The United Arab Emirates demanded that Pakistan repay billions in outstanding loans, a move widely seen as linked to Islamabad’s efforts to mediate in the Iran conflict and one that placed significant strain on Pakistan’s already fragile financial position.
According to a report by the Financial Times, the UAE issued what was described as a “shock request” for repayment of $3.5 billion at a time when Pakistan was grappling with severe economic challenges and depending on a $7 billion bailout program from the International Monetary Fund.
Pakistan went on to return approximately $3.45 billion, a step that threatened to deplete nearly 20 percent of its foreign currency reserves, which stood at about $16 billion, based on various reports.

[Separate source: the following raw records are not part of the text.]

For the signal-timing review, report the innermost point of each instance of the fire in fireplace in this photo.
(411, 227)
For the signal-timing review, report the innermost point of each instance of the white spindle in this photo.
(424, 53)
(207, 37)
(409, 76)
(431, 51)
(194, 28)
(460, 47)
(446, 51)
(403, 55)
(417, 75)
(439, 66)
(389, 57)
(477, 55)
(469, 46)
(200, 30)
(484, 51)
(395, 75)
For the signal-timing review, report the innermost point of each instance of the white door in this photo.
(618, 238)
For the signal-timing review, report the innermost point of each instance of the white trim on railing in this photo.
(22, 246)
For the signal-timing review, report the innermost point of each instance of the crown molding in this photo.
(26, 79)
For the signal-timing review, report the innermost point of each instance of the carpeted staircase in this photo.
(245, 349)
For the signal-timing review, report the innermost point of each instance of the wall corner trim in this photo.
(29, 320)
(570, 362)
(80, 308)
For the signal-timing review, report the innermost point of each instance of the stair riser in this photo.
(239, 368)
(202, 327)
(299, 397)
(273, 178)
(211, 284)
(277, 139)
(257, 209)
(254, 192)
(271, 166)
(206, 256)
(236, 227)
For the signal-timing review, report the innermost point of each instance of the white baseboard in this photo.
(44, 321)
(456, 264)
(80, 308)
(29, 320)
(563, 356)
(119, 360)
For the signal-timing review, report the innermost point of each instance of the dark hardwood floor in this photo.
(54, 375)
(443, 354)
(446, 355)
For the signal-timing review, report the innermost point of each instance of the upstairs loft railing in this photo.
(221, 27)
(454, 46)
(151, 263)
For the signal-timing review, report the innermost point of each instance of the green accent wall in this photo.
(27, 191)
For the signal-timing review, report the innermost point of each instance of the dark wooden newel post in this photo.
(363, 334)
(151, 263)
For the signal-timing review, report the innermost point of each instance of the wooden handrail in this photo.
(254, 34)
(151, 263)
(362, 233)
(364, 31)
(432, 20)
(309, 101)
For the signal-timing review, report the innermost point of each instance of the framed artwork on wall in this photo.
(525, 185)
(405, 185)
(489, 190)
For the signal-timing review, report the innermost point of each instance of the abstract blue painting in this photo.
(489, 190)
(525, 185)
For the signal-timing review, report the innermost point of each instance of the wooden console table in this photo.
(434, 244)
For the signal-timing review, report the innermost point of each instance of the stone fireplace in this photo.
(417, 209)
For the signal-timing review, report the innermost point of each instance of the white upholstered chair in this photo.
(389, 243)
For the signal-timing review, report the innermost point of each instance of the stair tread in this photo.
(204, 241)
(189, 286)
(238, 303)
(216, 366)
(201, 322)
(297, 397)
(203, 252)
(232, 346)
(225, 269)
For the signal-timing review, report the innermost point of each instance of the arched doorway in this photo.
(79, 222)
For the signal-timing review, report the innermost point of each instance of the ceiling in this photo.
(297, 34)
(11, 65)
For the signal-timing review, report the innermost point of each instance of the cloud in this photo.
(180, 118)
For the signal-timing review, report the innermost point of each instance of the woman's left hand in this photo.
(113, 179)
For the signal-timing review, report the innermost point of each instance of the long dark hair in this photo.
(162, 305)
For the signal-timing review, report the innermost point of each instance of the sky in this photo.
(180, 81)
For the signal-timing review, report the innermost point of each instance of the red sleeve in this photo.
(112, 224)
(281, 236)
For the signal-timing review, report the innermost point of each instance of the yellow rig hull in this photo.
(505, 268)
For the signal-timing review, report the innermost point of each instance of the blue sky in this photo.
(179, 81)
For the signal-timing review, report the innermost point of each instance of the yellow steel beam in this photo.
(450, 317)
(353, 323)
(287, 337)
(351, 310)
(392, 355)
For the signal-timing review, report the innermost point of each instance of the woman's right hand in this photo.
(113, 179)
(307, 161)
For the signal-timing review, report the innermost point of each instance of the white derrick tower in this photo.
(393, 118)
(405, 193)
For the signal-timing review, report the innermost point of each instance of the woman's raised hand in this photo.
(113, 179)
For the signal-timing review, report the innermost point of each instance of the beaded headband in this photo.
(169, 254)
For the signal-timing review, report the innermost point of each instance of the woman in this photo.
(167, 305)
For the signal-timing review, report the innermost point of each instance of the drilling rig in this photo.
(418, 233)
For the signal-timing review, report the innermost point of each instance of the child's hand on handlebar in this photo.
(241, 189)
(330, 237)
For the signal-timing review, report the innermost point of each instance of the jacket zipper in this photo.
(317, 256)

Although Pakistani officials publicly characterized the move as a “routine financial transaction,” analysts and regional experts argue that the timing suggests a political motive rather than a standard financial procedure.
Officials in Abu Dhabi are believed to have been displeased with Pakistan’s attempt to position itself as a neutral intermediary in the U.S.-Israel confrontation with Iran, an approach the UAE reportedly viewed unfavorably.
“There’s no neutrality in this,” said Neil Quilliam of Chatham House, noting the UAE sees the conflict in stark terms, with little room for middle-ground diplomacy, Financial Times reported.
From the Emirati perspective, efforts at mediation may be interpreted as a lack of clear alignment.
The Times of India noted that the repayment highlights how closely Pakistan’s financial stability is tied to shifting geopolitical dynamics.
The loans in question were first extended in 2019 and had routinely been rolled over, making the sudden demand for repayment particularly destabilizing.
The repayment also risked complicating Pakistan’s commitments under its IMF agreement, which requires the country to raise its reserves beyond $18 billion.
Economic analysts caution that without new inflows of capital, the move could weaken the Pakistani rupee and further exacerbate the country’s financial instability.
At the same time, broader tensions within the Gulf region may have played a role in the development.
Relations between Saudi Arabia and the UAE have cooled in recent years, including disagreements over the conflict in Yemen.
Pakistan’s increasing alignment with Saudi Arabia, including a mutual defense agreement signed last year, has reportedly added another layer of tension with the UAE.
In response to the financial pressure, Saudi Arabia moved quickly to support Pakistan, depositing $3 billion and offering an additional $5 billion facility.
While this assistance allowed Pakistan to meet immediate obligations, it also underscores a growing reliance on Saudi backing—one that experts warn could become problematic if Riyadh faces economic constraints of its own.
Meanwhile, The South China Morning Post reported that public opinion in the UAE shifted sharply against Pakistan during the Iran conflict.
Social media criticism questioned Islamabad’s stance, with users asking, “Where do you stand?”
Such reactions are widely viewed as reflecting deeper dissatisfaction at official levels.
Despite the tensions, both governments have attempted to minimize the perception of a lasting dispute.
Pakistani officials have insisted there is “no gap” in ties, while commentators in the UAE have suggested that relations could stabilize over time.
Still, the episode serves as a clear reminder that Pakistan’s economic stability remains heavily dependent on external partners, leaving it exposed to geopolitical pressures during times of crisis.